Aujourd’hui, The OR Foundation fait appel à un chiropracteur basé à Accra pour évaluer et traiter leurs maux physiques. Sur le long-terme, la fondation cherche à former ces femmes à d’autres métiers, notamment « à développer à l’agriculture régénérative au nord du pays. C’est loin d’ici, mais sans nourriture et sans argent, les gens vont continuer à venir », note Liz Ricketts.
Comment régler ce problème de déchets textiles ?
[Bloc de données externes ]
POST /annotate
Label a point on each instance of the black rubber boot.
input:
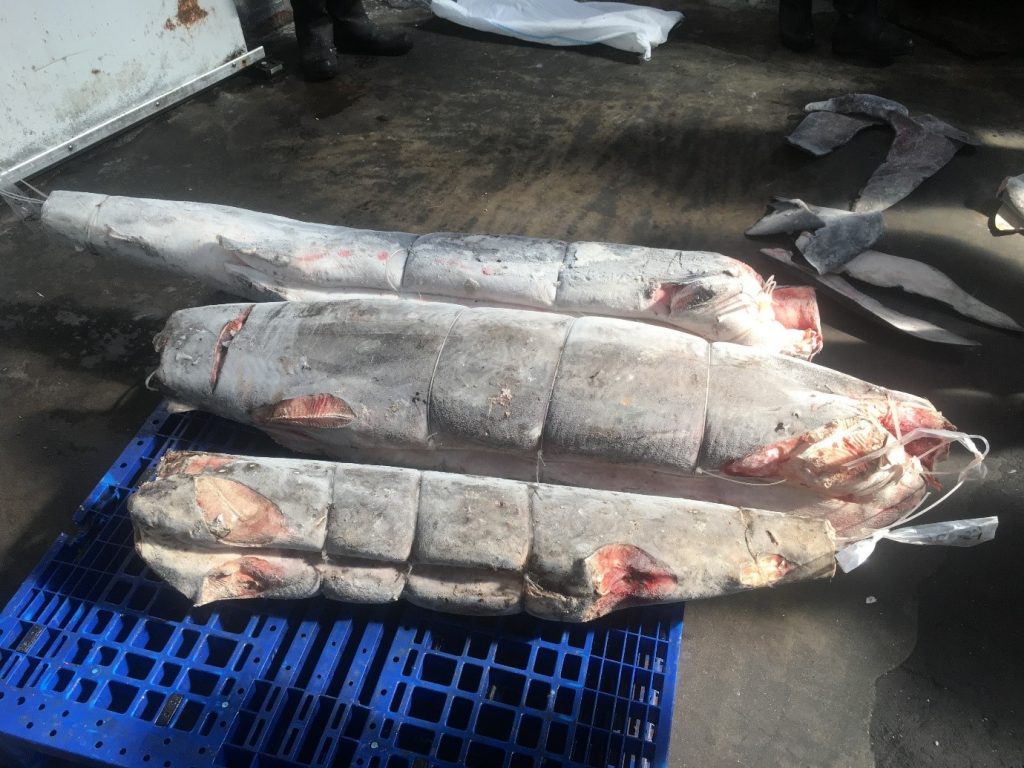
(354, 33)
(861, 32)
(314, 33)
(796, 25)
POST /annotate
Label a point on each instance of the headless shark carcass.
(588, 401)
(260, 256)
(219, 526)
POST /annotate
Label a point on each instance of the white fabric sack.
(630, 28)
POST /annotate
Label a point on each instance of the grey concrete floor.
(476, 133)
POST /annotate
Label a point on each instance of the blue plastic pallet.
(100, 663)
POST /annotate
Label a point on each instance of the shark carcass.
(539, 396)
(219, 526)
(259, 256)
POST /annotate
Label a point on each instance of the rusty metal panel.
(77, 72)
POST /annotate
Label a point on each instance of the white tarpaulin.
(630, 28)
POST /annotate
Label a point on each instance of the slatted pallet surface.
(101, 663)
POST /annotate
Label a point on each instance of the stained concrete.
(476, 133)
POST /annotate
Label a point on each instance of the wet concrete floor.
(912, 659)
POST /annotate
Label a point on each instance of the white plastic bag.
(630, 28)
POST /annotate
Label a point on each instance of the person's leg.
(314, 32)
(354, 33)
(861, 31)
(796, 25)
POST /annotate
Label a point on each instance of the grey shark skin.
(593, 401)
(922, 144)
(915, 327)
(828, 238)
(218, 526)
(266, 257)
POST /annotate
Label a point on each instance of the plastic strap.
(952, 534)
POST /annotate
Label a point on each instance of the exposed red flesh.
(623, 572)
(320, 411)
(797, 308)
(228, 332)
(245, 577)
(237, 514)
(901, 418)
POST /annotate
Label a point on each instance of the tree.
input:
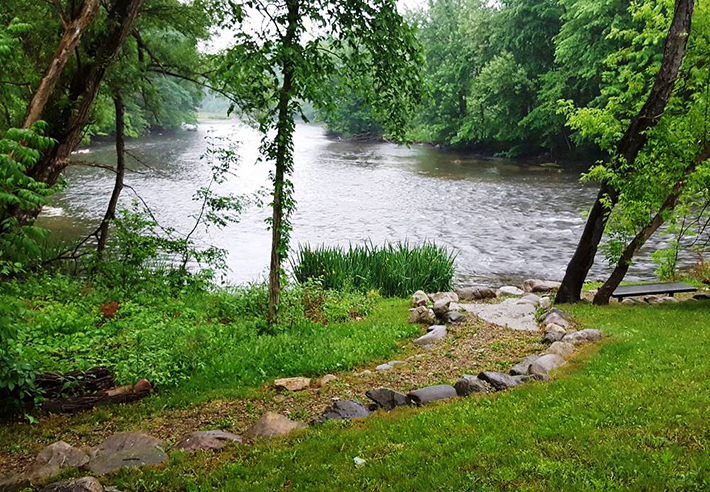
(626, 151)
(278, 69)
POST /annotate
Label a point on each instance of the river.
(505, 220)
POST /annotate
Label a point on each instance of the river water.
(505, 220)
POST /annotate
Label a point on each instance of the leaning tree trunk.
(73, 32)
(604, 293)
(627, 150)
(67, 125)
(284, 150)
(120, 172)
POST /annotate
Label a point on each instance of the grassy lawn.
(631, 413)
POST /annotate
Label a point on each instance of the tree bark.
(120, 173)
(284, 146)
(604, 293)
(67, 123)
(73, 32)
(627, 150)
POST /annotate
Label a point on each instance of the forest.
(492, 215)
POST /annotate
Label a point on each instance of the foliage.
(392, 269)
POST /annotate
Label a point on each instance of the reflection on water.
(505, 220)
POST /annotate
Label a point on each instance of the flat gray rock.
(126, 449)
(54, 458)
(206, 441)
(387, 399)
(509, 313)
(523, 366)
(468, 384)
(500, 381)
(85, 484)
(436, 333)
(426, 395)
(345, 410)
(545, 363)
(583, 336)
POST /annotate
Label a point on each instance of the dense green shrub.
(392, 269)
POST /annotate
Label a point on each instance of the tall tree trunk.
(284, 150)
(73, 31)
(67, 123)
(120, 172)
(627, 150)
(604, 293)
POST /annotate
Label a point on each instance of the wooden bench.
(651, 289)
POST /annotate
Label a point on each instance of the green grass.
(392, 269)
(632, 415)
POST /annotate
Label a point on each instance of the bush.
(392, 269)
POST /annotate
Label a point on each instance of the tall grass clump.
(393, 269)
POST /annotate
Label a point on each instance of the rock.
(387, 399)
(14, 482)
(546, 363)
(328, 378)
(523, 366)
(443, 295)
(468, 384)
(552, 318)
(499, 381)
(272, 424)
(441, 307)
(583, 336)
(536, 285)
(509, 290)
(126, 449)
(419, 298)
(452, 317)
(423, 315)
(507, 313)
(475, 293)
(206, 441)
(426, 395)
(563, 349)
(345, 410)
(292, 384)
(553, 333)
(436, 333)
(86, 484)
(54, 458)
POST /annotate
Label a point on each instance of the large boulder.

Pour palier à ce trop-plein de « fringues », The OR Foundation entre en partenariat avec des marques comme le label américain Collina Strada afin qu’elles upcyclent ou recyclent les vêtements. Quand on cherche à savoir si des marques plus installées ont été contactées, sa réponse est sans appel : « Nous n’avons pas de contacts avec de grandes marques. Pour nous, la priorité est le Ghana. On sensibilise sur la situation à l’étranger, mais les gens ici doivent se sentir responsabilisés et décider de l’avenir de la mode qu’ils veulent instaurer ».
Il n’existe aucun marché, aucun pays, qui puisse absorber autant de vêtements de mauvaise qualité
Pourtant, nous aussi, en tant que consommateurs, avons notre rôle à jouer pour empêcher le Ghana dans le cas présent, mais aussi d’autres pays de devenir les déchetteries à ciel ouvert, résultat de notre problème de surconsommation. « Les données que nous avons au sujet du don de vêtements montrent qu’il n’existe aucun marché, aucun pays, qui puisse absorber autant de vêtements de mauvaise qualité. Il faut arrêter d’acheter », observe Liz Ricketts.
Ces dernières années, la location de vêtements, leur partage ou leur échange font partie des moyens alternatifs pour satisfaire nos besoins de changement. « Il va être intéressant de voir si le coronavirus qui affecte tant de pays à l’heure actuelle va changer notre rapport à la consommation. Peut-être les gens se rendront-ils compte que leurs proches leur manquent plus que l’idée d’acheter ? Peut-être que certains cesseront d’acheter des vêtements pendant un an ? ».
En attendant, nous pouvons chacun, à notre échelle, apprendre à soigner nos vêtements pour qu’ils durent plus longtemps, à mieux nous renseigner sur les conditions de leur fabrication, qu’il s’agisse des matières qui les composent mais aussi et surtout des êtres qui les assemblent. Et surtout interpeller les marques pour trouver ensemble de nouvelles façons de créer de la valeur, autrement qu’en proposant et en achetant les pièces de nouvelles collections à un rythme effréné.